Linux cannot compile without GCC optimizations; implications?

8,530

You've combined together several different (but related) questions. A few of them aren't really on-topic here (e.g., coding standards), so I'm going to ignore those.

I'm going to start with if the kernel is "technically incorrect C code". I'm starting here because the answer explains the special position a kernel occupies, which is critical to understanding the rest.

Is the Kernel Technically Incorrect C Code?

The answer is definitely its "incorrect".

There are a few ways in which a C program can be said to be incorrect. Let's get a few simple ones out of the way first:

  • A program which doesn't follow the C syntax (i.e., has a syntax error) is incorrect. The kernel uses various GNU extensions to the C syntax. Those are, as far as the C standard is concerned, syntax errors. (Of course, to GCC, they are not. Try compiling with -std=c99 -pedantic or similar...)
  • A program which doesn't do what its designed to do is incorrect. The kernel is a huge program and, as even a quick check of its changelogs will prove, surely does not. Or, as we'd commonly say, it has bugs.

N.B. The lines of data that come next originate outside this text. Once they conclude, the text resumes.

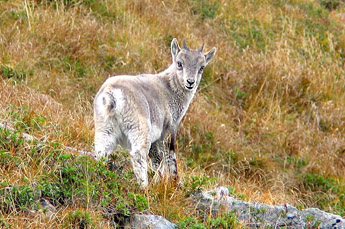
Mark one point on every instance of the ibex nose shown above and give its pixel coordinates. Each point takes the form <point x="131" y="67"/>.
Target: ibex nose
<point x="191" y="82"/>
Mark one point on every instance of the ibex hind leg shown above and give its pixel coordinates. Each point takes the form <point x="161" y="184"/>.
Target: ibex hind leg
<point x="140" y="146"/>
<point x="170" y="159"/>
<point x="105" y="139"/>
<point x="156" y="154"/>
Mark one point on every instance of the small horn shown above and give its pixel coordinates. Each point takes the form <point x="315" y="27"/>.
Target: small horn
<point x="185" y="45"/>
<point x="202" y="47"/>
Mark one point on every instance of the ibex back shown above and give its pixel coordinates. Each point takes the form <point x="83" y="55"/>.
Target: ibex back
<point x="141" y="112"/>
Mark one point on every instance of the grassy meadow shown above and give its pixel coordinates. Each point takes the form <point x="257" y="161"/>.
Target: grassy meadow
<point x="268" y="120"/>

What Optimization means in C

[NOTE: This section contains a very lose restatement of the actual rules; for details, see the standard and search Stack Overflow.]

Now for the one that takes more explanation. The C standard says that certain code must produce certain behavior. It also says certain things which are syntactically valid C have "undefined behavior"; an (unfortunately common!) example is to access beyond the end of an array (e.g., a buffer overflow).

Undefined behavior is powerfully so. If a program contains it, even a tiny bit, the C standard no longer cares what behavior the program exhibits or what output a compiler produces when faced with it.

But even if the program contains only defined behavior, C still allows the compiler a lot of leeway. As a trivial example (note: for my examples, I'm leaving out #include lines, etc., for brevity):

void f() {
    int *i = malloc(sizeof(int));
    *i = 3;
    *i += 2;
    printf("%i\n", *i);
    free(i);
}

That should, of course, print 5 followed by a newline. That's what's required by the C standard.

If you compile that program and disassemble the output, you'd expect malloc to be called to get some memory, the pointer returned stored somewhere (probably a register), the value 3 stored to that memory, then 2 added to that memory (maybe even requiring a load, add, and store), then the memory copied to the stack and the also a point string "%i\n" put on the stack, then the printf function called. A fair bit of work. But instead, what you might see is as if you'd written:

/* Note that isn't hypothetical; gcc 4.9 at -O1 or higher does this. */
void f() { printf("%i\n", 5) }

and here's the thing: the C standard allows that. The C standard only cares about the results, not the way they are achieved.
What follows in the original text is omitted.